Do you have a trust? Are you thinking about creating one? Why?
Most people will tell you they created or want to create a trust to protect their assets and to make sure they are taking care of their children/grandchildren. So, it makes sense that (1) who takes care of the children and (2) who takes care of the stuff, are two of the more important decisions clients will make while designing their trust. I’ve previously posted tips on selecting a guardian, but, what about those trustees?
Who are the potential candidates and what will they do?
In the trustee world, there are two primary options, an individual or a corporate trustee (more to follow). The successor trustee will likely be responsible for paying your final bills, filing your final tax return, accounting for your assets, and selling/distributing your assets according to the rules you’ve laid out in your trust.
Should I use a corporate or individual trustee?
In practice, many of my customers will lean towards individuals as their initial successor trustees; although it is not uncommon for me to advise they use a corporate trustee as a co-trustee or at least as a secondary back-up. Some ideas we discuss while making these decisions are:
What assets are held in the trust? Cash, stocks, bonds, retirement plans, real estate, etc.
How much is the estate worth? Total value or potential value if managed properly.
How complex is the trust? Is there a potential beneficiary with special needs?
Personalities of the candidates? Do they have the backbone to say “no” to your heirs?

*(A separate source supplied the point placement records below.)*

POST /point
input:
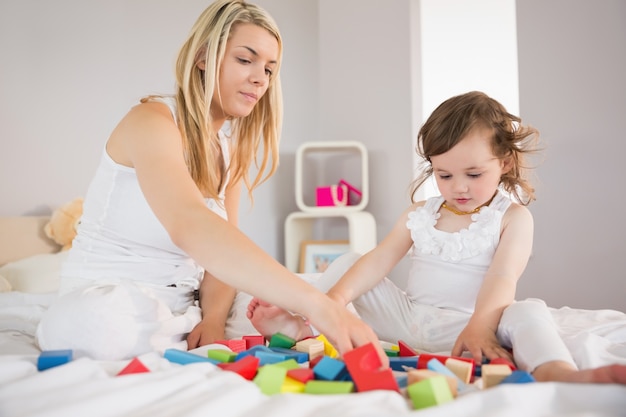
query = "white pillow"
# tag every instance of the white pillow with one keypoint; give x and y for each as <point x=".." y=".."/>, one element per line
<point x="34" y="274"/>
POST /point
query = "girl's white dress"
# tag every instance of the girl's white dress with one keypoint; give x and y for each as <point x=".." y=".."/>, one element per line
<point x="447" y="270"/>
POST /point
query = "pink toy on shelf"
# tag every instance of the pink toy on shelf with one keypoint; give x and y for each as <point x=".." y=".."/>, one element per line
<point x="342" y="194"/>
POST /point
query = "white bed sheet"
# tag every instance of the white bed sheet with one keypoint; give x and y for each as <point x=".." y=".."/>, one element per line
<point x="88" y="387"/>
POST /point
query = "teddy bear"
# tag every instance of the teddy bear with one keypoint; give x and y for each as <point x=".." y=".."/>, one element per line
<point x="41" y="273"/>
<point x="63" y="222"/>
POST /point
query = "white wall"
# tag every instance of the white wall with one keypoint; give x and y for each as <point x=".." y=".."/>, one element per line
<point x="349" y="73"/>
<point x="572" y="61"/>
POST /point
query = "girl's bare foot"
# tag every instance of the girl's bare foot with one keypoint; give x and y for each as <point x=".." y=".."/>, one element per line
<point x="269" y="320"/>
<point x="563" y="372"/>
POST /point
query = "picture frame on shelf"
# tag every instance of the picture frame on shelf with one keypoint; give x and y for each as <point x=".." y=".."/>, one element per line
<point x="316" y="255"/>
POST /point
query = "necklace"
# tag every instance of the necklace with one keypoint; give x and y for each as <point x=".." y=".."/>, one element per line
<point x="464" y="213"/>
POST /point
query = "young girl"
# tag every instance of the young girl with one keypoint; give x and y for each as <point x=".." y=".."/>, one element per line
<point x="160" y="216"/>
<point x="468" y="248"/>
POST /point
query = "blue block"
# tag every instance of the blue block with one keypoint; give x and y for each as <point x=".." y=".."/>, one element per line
<point x="300" y="357"/>
<point x="518" y="377"/>
<point x="267" y="358"/>
<point x="396" y="363"/>
<point x="184" y="358"/>
<point x="402" y="380"/>
<point x="253" y="351"/>
<point x="330" y="369"/>
<point x="51" y="358"/>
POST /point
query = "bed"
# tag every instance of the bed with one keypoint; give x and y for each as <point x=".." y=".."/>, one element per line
<point x="90" y="387"/>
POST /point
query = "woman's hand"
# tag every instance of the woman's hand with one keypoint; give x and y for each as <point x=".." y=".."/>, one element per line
<point x="344" y="330"/>
<point x="205" y="332"/>
<point x="480" y="341"/>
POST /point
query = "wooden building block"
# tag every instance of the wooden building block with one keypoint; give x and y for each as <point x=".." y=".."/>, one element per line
<point x="328" y="387"/>
<point x="182" y="357"/>
<point x="462" y="369"/>
<point x="135" y="366"/>
<point x="329" y="349"/>
<point x="221" y="355"/>
<point x="430" y="392"/>
<point x="301" y="374"/>
<point x="253" y="340"/>
<point x="518" y="377"/>
<point x="494" y="374"/>
<point x="313" y="347"/>
<point x="51" y="358"/>
<point x="418" y="375"/>
<point x="247" y="367"/>
<point x="292" y="385"/>
<point x="281" y="340"/>
<point x="364" y="366"/>
<point x="270" y="379"/>
<point x="405" y="349"/>
<point x="330" y="369"/>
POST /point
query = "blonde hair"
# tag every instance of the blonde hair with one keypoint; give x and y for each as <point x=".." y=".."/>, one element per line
<point x="454" y="119"/>
<point x="196" y="89"/>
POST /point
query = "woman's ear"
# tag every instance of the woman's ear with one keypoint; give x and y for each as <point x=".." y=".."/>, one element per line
<point x="201" y="59"/>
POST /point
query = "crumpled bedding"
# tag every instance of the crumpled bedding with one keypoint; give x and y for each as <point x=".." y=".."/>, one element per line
<point x="89" y="387"/>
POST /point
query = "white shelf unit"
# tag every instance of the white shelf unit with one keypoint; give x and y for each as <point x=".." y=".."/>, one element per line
<point x="352" y="147"/>
<point x="299" y="227"/>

Experience and availability of the candidates? Do your successor trustee(s) have financial experience, are they experienced in managing accounts, do they have the time to dedicate to such a task?
Is the candidate willing to serve as trustee? In most cases, being a trustee is a fiduciary role, meaning the successor trustee will inherit not only the workload, but also a legal liability to manage that workload properly. Are they up to the task?
Most corporate trustees have set schedules for their fees. For example, 1.25% on the yearly upkeep of the trust. Keep in mind, corporate trustees may have financial advisors, accountants, and other professionals on staff that assist the management of the trust (which may or may not be included in the total fee).
Individuals rarely have scheduled fees, however, they are often afforded a “reasonable fee” per the trust documents, in other words “what the corporate trustees are charging in this area.” Individual trustees may need to hire other individuals to help with more complex matters and these fees would likely be in addition to the trustees fees.
Selecting successor trustees is no simple decision, but taking time to think through these questions and by working with your legal advisor, I am confident you can make sound decisions when it comes to your successor trustees.